I have an original Darrell Green jersey, circa 1998 or so, that I wear for good luck or for old school “Skin’s” pride. But mostly, I wear it to prove that I am a true fan, from WAY back. I believe that I am the backbone of the NFL fandom: the tried and true, loyal to a fault, favorite team insignia buying fan. The NFL is the most popular and successful sport in the US, and that is primarily because of people just like me.
At least, that was what I thought until about 24 hours ago. Now, I believe that I am a dying breed. A shrinking population that the NFL no longer seeks to target directly, instead they simply placate us as our generation passes by. Maybe that seems a bit harsh, but hang in there with me a few moments.
Driving home from my annual fantasy football draft, I received a revelation while chuckling at a person’s drafting choices.

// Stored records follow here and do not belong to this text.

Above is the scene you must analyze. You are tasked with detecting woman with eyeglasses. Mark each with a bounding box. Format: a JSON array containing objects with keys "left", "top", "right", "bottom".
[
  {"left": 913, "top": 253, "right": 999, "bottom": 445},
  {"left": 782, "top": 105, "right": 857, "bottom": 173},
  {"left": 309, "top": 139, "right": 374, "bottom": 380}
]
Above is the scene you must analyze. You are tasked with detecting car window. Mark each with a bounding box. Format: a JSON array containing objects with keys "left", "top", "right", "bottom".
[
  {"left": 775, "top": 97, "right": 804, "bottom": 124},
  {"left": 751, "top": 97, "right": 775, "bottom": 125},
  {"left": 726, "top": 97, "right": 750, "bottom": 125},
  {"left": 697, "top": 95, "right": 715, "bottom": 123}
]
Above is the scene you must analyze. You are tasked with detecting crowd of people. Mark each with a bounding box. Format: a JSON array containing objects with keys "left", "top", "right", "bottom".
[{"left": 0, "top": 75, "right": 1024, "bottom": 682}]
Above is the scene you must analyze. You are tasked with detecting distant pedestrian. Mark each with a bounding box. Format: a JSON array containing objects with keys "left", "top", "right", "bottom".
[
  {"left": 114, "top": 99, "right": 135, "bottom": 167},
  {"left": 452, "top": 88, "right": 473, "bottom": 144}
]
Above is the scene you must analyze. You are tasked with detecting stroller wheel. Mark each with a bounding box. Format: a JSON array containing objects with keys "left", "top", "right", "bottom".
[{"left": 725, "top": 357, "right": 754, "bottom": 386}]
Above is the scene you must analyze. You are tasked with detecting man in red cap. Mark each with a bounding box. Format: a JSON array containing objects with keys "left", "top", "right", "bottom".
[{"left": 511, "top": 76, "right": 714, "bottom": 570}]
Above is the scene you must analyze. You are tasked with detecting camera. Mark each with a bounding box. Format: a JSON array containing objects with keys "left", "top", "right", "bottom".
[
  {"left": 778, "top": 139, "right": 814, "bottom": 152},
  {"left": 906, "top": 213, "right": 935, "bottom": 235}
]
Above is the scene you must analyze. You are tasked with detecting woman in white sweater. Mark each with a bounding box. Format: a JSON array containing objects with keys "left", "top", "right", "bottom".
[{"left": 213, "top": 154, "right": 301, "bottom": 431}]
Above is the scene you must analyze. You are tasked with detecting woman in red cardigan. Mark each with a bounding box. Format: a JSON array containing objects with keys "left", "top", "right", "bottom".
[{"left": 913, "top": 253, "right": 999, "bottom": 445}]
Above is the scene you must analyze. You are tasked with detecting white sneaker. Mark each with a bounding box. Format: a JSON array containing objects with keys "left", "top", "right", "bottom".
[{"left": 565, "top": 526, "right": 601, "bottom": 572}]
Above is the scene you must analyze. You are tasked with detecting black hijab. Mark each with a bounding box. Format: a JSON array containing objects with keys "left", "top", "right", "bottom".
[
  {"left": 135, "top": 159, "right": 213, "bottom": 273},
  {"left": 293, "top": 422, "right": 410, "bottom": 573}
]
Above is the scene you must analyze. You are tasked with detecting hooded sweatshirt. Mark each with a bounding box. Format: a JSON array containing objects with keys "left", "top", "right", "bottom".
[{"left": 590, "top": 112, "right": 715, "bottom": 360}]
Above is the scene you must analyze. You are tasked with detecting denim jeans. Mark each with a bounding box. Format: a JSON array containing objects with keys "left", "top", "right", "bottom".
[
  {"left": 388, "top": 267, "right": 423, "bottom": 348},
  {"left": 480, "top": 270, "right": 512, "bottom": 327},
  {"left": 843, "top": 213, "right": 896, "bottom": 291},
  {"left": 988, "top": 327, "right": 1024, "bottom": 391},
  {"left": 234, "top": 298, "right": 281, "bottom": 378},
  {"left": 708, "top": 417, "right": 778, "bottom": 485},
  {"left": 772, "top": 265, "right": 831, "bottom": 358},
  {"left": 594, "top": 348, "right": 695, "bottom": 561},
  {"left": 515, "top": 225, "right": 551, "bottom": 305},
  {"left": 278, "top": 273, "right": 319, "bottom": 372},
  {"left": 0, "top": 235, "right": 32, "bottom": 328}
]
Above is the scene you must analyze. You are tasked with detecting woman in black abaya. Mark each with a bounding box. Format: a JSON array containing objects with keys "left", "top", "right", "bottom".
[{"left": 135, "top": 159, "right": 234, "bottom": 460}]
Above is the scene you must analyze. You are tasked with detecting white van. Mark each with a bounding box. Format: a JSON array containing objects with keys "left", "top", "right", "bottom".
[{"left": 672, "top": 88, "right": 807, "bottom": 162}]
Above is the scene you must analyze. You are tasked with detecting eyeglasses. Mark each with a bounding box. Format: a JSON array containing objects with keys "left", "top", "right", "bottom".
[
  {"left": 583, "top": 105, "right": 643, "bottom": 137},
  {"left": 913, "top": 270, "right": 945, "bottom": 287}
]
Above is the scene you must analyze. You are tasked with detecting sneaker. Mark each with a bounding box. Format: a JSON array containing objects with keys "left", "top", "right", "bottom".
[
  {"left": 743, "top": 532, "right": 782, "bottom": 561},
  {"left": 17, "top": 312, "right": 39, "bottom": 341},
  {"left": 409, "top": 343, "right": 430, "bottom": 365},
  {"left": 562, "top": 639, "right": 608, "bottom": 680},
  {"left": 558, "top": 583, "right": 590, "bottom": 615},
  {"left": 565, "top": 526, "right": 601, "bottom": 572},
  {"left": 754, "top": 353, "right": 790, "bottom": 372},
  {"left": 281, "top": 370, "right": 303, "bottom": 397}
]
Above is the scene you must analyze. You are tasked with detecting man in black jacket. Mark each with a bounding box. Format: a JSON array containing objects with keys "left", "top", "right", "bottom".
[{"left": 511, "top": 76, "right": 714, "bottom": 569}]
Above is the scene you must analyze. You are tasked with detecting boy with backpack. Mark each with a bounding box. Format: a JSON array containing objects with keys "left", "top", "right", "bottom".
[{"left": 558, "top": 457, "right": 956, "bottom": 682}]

Instead of brushing them off as a “wannabe” or fake fan, I realized that maybe, just maybe, that person is EXACTLY who the NFL is in need of these days. The thought came to me as I crossed a mountain on the way home that night. It seems that the bread and butter of today’s NFL fandom are the fair weather fantasy football players.
Don’t get me wrong, I have played fantasy football for a dozen years. I have 2 leagues, and take pride in my 3 championships. I LOVE fantasy football. One of my favorite days of the year is draft day, and not the one in April.
But it seems to be clear that the popularity, growth, and overwhelming success of today’s NFL lies not with me, but within the casual fans of fantasy football.
For years, I have made fun of these people. They confused players, teams, and references. Their lack of history reared it’s wonderful head at the best of times and they are always great for a laugh. I could trace my heritage of fandom through memories. I watched as Joe Theismans’ leg exploded. I remember Doug Williams being asked how long he had been a black quarterback. The “Fun Bunch”, the “Hog’s”, RFK rocking and singing “Hail to the Redskins”. I am a FAN. Hear me roar, I guess.
To me, these new folks seem to have no team loyalty, no history, no panache. They float from team to team with the wind. They could tell you who was on the last Gatorade commercial, but had no idea who Ronnie Lott was. The Ice Bowl, “the catch”, the “immaculate reception” have no importance to them.
And these fair weather fans are a frustrating breed. They throw names around like old pro’s, but if you looked close, they are just reciting to names off ESPN, or from their Fantasy Football magazine. They are like locusts, simply devouring all of the information they can get their hands on, even if they are not sure what Nickel coverage means.
In playing fantasy football, they generally are the curveball team: unpredictable, unprecedented, and dangerous. They buck the conventional. They win. A lot.
But what makes them so important to today’s NFL are their habits. They do not fret in buying an RGIII jersey for the draft one year, and then showing up in a Dez Bryant original the next. They will carry on for an entire year about the success and failures of the Packers, and then speak with intelligence and informed data about the 49er’s the next year. You see, their purchasing and watching allegiance fall’s not to a single traditional team, but to THEIR team. Their fantasy football team. Their “team” is comprised of their players. Ever changing, every varied, and with age old rivalries forgotten.
While I will make sure to watch every Redskins game this year, I am not put off if I miss a Tampa Bay Buc’s game, or the Monday Night snooze fest between the Jets and Rams. But these new fans, they will watch them all. With interest. Real rooting interest.
They are tracking their players, their opponents players, and watching 3 games at once. True, they may not catch every play of a single game, but they catch far more football viewing than I. And from this wide cast net, new fans are born. They go from casual to obsessive viewers. Their Sunday’s become a blur of laptops and remote controls. Their budgets change as they acquire enough NFL gear to fill their closet.
Meanwhile, I search for that replica Russ Grimm jersey, holding out to find it in the right size for the right price. My scope is narrow. I am a singular fan of an older time. In the multi-task mania of a world we live in, my die hard fandom is a cute novelty.
You can even view this in today’s presentation of players. Peyton Manning and Cam Newton are both in a new line of commercials for Gatorade that feature the players pranking unsuspecting customers. The players walk in without any form of NFL identification on, and we watch the transformative look of the customer as they realize who these people are. The target audience is the casual NFL fan, who recognize and know these players even without their jerseys. And that is a tall feat for players who make a living behind a face-mask and pads.
So I tip my symbolic hat to you, new NFL fan. Because of you I have been afforded new levels of interaction with my team. It is your fandom that opens doors of information that I never thought possible. You have driven me to watch the bigger NFL picture, and to fall in love with the game all over again. While I will always live and die with every Skin’s loss, I have taken to the habits of following the Red Zone channel to track all of the action. In short, your ways are becoming my ways. And the joke is now on me.
Football is a great game. A game of gladiators, brains and courage. I ask you to treat it with care, to embrace its history, and for the love of almighty, please learn that you simply CAN NOT wear a Green Bay hat and a Bears shirt at the same time.